- Born: John Seymour Chaloner 5 November 1924 Wandsworth, United Kingdom
- Died: 9 February 2007 (aged 82)
- Occupation(s): Writer, journalist

= John Seymour Chaloner =

British author and publisher

Major John Seymour Chaloner (5 November 1924 – 9 February 2007) was a British journalist, author and military officer who co-founded the German newsweekly Der Spiegel.

Chaloner has been called the "father of the freedom of press." He died in his sleep on 9 February 2007, aged 82.

== Biography ==
Chaloner came from a family of journalists. His father was editor-in-chief of a daily newspaper; his mother published the magazines Parents, Ideal Home, and Woman's Magazine. As early as 1939, Chaloner himself began working for the magazine Boy's Own Paper. During the Second World War, he enlisted in the British Army and in 1945 became a member of the Westminster Dragoons at the rank of major.

At the end of the war, Chaloner was assigned to the Public Relations and Information Services Control (PRISC), a unit that was to rebuild press, theatre, radio and cinema in Germany on behalf of the Foreign and Commonwealth Office, While supervising the press in Hanover, he joined forces with two other British officers, Czech emigrant Harry Bohrer and German Emigrant Henry Ormond to build a political weekly magazine modelled after Time magazine. The magazine was published in 1946 under the title Diese Woche (This Week) with Bohrer as acting editor-in-chief. When the Foreign Office ordered the magazine's cessation based on critical articles, Chaloner and Bohrer handed over the magazine to one of their editors and protégés, Rudolf Augstein, who re-edited it as editor and chief editor under the title Der Spiegel (The Mirror).

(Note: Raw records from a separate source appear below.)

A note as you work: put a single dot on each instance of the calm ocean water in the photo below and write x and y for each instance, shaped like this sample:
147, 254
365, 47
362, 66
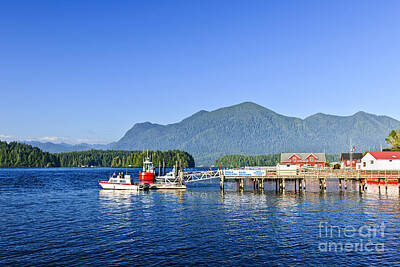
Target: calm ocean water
62, 217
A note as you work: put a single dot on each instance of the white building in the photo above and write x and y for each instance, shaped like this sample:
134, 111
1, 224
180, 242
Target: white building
380, 160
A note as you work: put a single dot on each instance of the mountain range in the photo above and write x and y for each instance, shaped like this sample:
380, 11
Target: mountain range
248, 128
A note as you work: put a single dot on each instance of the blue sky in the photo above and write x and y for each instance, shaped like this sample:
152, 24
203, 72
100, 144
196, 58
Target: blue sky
89, 70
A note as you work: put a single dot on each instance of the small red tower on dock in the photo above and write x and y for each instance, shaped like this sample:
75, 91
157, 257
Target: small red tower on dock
147, 176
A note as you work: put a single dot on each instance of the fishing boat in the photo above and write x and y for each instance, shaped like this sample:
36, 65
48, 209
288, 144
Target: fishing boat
168, 181
121, 182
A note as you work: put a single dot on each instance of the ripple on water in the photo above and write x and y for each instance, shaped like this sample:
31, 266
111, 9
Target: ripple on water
59, 216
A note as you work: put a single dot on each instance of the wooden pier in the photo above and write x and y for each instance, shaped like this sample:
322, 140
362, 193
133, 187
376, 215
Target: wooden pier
301, 177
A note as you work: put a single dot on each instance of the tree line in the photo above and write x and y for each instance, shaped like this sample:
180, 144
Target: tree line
15, 155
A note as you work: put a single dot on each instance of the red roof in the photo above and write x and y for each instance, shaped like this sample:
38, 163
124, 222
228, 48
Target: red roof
385, 154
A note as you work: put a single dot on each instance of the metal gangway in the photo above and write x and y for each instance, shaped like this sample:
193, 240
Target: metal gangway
197, 176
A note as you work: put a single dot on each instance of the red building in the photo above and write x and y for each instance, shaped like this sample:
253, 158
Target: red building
350, 159
304, 159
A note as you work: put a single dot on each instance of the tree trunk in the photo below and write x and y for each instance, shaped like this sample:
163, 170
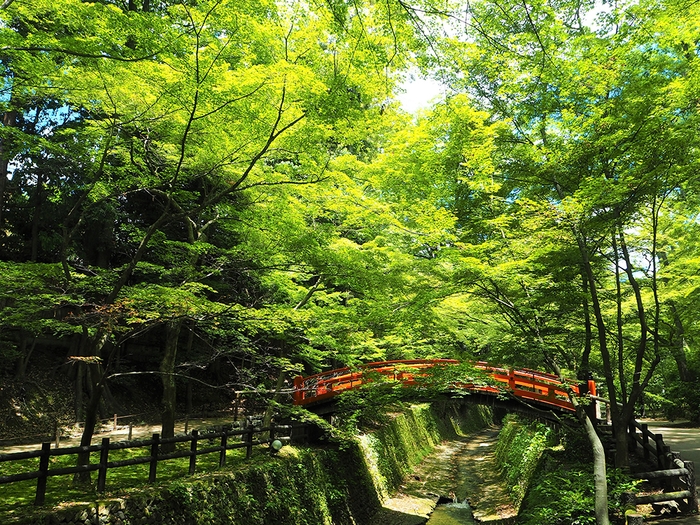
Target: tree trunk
167, 370
9, 119
93, 405
600, 481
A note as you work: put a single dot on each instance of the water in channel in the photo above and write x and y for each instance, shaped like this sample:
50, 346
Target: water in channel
452, 514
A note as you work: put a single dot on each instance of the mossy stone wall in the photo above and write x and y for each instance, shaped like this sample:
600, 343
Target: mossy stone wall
518, 452
339, 485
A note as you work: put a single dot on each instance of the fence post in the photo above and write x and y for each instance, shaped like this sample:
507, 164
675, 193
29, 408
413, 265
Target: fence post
631, 437
222, 454
659, 439
690, 480
193, 451
154, 458
57, 433
645, 440
249, 441
104, 459
43, 470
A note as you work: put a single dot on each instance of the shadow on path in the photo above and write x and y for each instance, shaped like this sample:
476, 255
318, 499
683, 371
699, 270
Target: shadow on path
460, 470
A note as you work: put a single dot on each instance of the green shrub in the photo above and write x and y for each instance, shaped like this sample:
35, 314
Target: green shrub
562, 493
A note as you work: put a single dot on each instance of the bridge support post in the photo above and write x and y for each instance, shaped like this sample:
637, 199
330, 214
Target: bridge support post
591, 408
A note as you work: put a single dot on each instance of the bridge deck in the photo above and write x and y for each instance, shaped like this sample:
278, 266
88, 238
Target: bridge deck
538, 387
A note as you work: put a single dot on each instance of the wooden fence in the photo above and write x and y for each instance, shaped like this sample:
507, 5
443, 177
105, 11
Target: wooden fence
266, 435
676, 476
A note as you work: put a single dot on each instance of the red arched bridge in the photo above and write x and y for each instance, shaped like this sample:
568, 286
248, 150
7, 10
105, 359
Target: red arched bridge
545, 390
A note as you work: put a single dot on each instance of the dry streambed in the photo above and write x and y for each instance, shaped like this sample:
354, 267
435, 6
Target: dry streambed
461, 471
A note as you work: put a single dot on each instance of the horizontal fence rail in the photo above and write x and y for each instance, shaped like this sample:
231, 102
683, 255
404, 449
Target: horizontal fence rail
248, 440
677, 476
531, 385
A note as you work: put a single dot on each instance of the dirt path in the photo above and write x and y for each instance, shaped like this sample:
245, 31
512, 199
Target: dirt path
121, 433
462, 470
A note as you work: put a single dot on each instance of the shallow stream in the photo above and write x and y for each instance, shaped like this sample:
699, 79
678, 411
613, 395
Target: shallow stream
451, 514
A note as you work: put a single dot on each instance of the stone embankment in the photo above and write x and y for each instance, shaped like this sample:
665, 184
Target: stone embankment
461, 470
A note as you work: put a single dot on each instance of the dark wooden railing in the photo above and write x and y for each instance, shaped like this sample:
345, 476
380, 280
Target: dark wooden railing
247, 440
677, 476
526, 384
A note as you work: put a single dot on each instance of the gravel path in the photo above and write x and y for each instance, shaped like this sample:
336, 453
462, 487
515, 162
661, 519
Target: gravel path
462, 470
121, 433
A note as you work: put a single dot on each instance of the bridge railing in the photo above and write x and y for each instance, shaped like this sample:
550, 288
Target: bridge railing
525, 384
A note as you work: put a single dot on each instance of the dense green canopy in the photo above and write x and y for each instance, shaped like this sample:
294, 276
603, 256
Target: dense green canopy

Chaloner then worked initially in the public relations of Field Marshal Bernard Montgomery. Back in the UK he founded his own publishing house Seymour Press (now Seymour Distribution), which mainly distributed publications from abroad.

In 1956, Chaloner published his first novel, and between 1958 and 1975 he wrote and illustrated six children's books. He bought a farm in Sussex, where he bred dairy cows and planted a vineyard. When he actually wanted to retire, he was hired as editor for various business magazines such as Director.

In 1990, Chaloner received the Federal Cross of Merit 1st Class for his services to German–British relations.